Hi there. I've been looking through some posts and decided it best to post my own issue. Over the last couple of days I've noticed pop-ups appearing very frequently. Instantly I thought virus or spyware/malware. The issue is my AVG software will not scan my computer, nothing happens when I attempt to run it. Email scanner is disabled, and can't be started, same with AVG ID Protection. I downloaded Spybot and Hijackthis on another PC to a flash drive and transferred to my infected machine as I now no longer have an internet connection...so now Spybot will not even install.

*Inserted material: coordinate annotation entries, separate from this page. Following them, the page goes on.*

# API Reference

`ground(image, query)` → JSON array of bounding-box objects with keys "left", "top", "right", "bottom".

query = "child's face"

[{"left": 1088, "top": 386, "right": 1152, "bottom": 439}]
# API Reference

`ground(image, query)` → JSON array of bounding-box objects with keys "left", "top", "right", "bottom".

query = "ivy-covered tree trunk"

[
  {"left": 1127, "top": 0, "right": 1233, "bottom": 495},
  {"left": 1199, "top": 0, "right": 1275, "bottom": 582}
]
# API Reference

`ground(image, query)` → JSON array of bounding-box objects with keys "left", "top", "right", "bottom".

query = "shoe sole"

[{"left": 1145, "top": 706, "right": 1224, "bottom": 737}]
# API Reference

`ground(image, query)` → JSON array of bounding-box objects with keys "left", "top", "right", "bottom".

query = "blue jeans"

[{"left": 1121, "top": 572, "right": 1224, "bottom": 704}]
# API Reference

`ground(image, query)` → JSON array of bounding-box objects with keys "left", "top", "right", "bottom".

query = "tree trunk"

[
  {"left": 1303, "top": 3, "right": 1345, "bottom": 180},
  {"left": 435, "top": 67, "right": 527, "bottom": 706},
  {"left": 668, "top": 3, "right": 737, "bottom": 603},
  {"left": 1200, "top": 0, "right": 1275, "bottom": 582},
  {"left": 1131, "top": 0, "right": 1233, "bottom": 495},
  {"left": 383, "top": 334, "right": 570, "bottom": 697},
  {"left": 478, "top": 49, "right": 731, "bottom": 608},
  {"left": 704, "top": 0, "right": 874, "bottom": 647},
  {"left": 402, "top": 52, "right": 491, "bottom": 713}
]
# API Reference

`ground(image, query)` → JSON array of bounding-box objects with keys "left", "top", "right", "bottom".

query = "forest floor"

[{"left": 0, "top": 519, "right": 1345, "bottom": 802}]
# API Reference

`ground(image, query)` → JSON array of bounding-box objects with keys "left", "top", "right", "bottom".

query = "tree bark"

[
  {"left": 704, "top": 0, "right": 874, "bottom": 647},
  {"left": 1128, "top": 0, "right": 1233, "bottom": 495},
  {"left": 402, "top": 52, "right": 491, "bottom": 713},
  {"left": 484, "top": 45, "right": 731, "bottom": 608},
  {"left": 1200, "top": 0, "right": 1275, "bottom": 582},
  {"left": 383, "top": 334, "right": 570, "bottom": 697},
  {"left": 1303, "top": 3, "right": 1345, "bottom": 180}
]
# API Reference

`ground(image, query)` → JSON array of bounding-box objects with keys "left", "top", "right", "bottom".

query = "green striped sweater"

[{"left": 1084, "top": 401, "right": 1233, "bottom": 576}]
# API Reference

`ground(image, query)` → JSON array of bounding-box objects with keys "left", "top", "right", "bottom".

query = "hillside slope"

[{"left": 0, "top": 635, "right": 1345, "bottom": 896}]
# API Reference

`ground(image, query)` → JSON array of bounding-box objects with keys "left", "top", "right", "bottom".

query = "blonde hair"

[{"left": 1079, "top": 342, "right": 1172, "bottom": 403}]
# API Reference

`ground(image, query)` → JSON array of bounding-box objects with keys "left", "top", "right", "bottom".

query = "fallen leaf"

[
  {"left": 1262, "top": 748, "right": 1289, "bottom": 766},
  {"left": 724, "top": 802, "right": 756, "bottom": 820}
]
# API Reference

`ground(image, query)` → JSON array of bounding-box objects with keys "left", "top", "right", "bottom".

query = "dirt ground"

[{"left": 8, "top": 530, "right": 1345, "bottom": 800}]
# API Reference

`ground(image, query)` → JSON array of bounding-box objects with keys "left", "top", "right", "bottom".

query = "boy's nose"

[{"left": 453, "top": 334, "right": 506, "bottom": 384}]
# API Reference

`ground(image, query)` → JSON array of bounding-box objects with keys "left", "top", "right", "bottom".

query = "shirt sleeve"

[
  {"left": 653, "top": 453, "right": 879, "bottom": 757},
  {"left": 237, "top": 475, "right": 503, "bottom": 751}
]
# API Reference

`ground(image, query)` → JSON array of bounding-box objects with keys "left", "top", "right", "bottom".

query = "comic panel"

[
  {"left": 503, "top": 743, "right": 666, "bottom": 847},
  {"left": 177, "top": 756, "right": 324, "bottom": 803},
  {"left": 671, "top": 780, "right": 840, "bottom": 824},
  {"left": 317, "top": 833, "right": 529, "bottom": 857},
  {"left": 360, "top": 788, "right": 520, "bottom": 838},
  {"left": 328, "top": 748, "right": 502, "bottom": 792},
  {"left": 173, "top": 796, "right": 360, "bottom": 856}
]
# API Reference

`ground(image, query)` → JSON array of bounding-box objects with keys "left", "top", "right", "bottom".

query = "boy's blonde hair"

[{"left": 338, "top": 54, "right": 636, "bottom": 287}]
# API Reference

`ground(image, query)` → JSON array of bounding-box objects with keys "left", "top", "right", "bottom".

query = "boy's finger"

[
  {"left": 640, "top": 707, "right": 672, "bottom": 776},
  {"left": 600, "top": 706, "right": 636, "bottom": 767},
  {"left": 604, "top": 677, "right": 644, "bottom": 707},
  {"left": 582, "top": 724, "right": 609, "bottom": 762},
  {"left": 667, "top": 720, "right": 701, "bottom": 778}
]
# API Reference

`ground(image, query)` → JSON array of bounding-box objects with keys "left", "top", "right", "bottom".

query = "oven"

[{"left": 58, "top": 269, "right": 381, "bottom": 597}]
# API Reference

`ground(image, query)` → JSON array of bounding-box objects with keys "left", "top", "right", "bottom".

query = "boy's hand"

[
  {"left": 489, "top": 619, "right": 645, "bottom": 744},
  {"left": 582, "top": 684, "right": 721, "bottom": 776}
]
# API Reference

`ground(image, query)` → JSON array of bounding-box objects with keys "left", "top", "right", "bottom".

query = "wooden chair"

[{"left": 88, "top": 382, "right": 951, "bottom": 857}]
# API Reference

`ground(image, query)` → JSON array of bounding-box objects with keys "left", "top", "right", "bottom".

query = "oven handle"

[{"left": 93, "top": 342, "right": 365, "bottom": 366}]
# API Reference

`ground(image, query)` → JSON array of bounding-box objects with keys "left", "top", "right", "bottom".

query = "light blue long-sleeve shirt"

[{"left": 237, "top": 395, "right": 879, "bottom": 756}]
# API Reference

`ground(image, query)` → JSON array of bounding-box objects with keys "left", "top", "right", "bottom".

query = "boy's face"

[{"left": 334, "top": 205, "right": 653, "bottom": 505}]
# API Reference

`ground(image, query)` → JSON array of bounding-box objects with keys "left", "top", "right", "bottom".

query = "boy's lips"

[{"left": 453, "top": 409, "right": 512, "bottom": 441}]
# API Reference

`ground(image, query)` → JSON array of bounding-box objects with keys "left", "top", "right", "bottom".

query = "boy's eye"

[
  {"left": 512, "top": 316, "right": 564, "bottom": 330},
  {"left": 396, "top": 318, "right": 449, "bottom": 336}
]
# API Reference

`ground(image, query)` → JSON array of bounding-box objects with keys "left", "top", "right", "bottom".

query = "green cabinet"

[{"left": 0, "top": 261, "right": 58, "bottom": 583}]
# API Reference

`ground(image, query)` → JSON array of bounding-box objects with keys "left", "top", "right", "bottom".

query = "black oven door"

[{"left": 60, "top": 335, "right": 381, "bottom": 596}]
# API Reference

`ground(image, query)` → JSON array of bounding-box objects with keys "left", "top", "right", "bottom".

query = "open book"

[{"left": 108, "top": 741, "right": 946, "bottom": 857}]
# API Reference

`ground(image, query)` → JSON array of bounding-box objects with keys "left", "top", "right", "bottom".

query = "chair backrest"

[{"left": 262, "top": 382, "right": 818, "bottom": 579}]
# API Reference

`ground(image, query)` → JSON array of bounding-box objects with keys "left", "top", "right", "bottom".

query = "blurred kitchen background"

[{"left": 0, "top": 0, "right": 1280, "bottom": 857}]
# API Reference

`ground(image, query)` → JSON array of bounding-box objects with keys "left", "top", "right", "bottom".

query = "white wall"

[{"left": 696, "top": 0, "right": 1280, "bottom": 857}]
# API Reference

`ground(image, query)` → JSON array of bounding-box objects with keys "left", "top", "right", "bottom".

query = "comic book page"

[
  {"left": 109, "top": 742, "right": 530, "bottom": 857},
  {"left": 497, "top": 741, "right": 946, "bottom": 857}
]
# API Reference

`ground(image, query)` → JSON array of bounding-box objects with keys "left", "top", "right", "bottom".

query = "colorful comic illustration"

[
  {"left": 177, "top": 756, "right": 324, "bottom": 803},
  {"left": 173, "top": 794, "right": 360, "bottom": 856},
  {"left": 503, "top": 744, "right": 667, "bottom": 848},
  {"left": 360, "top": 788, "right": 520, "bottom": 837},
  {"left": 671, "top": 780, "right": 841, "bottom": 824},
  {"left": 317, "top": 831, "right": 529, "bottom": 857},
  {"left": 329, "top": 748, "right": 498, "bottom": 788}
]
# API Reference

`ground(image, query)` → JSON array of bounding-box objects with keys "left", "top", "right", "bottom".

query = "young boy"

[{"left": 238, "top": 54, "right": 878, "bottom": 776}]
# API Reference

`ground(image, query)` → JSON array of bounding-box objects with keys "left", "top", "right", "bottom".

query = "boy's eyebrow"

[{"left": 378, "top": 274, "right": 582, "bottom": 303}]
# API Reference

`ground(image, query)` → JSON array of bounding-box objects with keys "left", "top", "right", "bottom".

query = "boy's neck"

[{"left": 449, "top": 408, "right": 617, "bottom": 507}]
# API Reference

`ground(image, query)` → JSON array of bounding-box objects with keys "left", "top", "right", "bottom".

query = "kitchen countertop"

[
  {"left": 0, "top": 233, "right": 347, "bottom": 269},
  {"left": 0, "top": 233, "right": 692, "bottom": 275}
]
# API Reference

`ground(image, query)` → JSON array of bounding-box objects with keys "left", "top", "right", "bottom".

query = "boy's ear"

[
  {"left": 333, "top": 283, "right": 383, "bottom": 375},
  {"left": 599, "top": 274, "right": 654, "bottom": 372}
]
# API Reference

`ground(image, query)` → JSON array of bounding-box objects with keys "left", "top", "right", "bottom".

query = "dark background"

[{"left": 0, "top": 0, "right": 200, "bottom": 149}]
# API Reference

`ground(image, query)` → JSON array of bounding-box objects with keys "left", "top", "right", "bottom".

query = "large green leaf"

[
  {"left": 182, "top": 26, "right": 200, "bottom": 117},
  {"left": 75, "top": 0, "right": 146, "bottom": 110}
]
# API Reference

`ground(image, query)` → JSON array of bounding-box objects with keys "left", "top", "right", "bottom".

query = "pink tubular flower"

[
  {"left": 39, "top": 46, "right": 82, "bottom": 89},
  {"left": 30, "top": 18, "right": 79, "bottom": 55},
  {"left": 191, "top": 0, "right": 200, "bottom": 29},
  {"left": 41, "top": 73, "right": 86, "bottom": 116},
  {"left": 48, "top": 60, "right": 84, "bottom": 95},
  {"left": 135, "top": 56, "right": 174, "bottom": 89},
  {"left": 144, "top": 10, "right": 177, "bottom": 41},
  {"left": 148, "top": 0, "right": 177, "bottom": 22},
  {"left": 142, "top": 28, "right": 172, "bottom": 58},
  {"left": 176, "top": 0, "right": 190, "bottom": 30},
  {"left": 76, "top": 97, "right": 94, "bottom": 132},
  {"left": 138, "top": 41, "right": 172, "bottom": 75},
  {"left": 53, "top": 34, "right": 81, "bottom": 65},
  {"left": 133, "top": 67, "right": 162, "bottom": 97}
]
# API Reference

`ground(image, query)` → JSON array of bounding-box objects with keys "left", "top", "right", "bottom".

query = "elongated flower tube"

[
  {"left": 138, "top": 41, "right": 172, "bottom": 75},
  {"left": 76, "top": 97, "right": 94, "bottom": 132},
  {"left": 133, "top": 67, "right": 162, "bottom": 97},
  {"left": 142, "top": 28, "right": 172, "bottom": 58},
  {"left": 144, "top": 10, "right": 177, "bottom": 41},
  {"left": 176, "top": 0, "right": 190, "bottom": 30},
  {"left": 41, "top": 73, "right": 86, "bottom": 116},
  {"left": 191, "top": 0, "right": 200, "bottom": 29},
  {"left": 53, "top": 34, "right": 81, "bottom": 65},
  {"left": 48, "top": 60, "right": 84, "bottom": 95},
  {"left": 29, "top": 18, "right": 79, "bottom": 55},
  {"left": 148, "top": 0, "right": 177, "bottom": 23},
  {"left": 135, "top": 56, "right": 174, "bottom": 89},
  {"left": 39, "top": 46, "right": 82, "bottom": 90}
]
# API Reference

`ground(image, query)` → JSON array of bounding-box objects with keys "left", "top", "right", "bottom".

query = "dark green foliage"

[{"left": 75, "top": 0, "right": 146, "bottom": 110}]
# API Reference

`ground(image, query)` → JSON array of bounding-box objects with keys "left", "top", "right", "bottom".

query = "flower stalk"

I ran HJT and I could see the resulting log pop up for a brief second, but then disappears. Does it store to a certain location on my hard drive? If so I can get to it this way, but as of right now I'm unable to get this file for posting. Any suggestions on what my next step should be?

Regards,

Sucosam

Anyone have any suggestions on how to proceed in fixing this issue? If the HJT log stores on the C drive somewhere, I can pull it from there and post it, but I don't know the default location. Thx

I have gone through the beginning steps in the "Before You Post" message. My Registry is backed up and when I double click HJT, it appears to run but then disappears without opening Notepad. Whatever issue is on my desktop is preventing any antivirus or malware removal tools from being run.

Can anyone offer a suggestion on how to disinfect my computer?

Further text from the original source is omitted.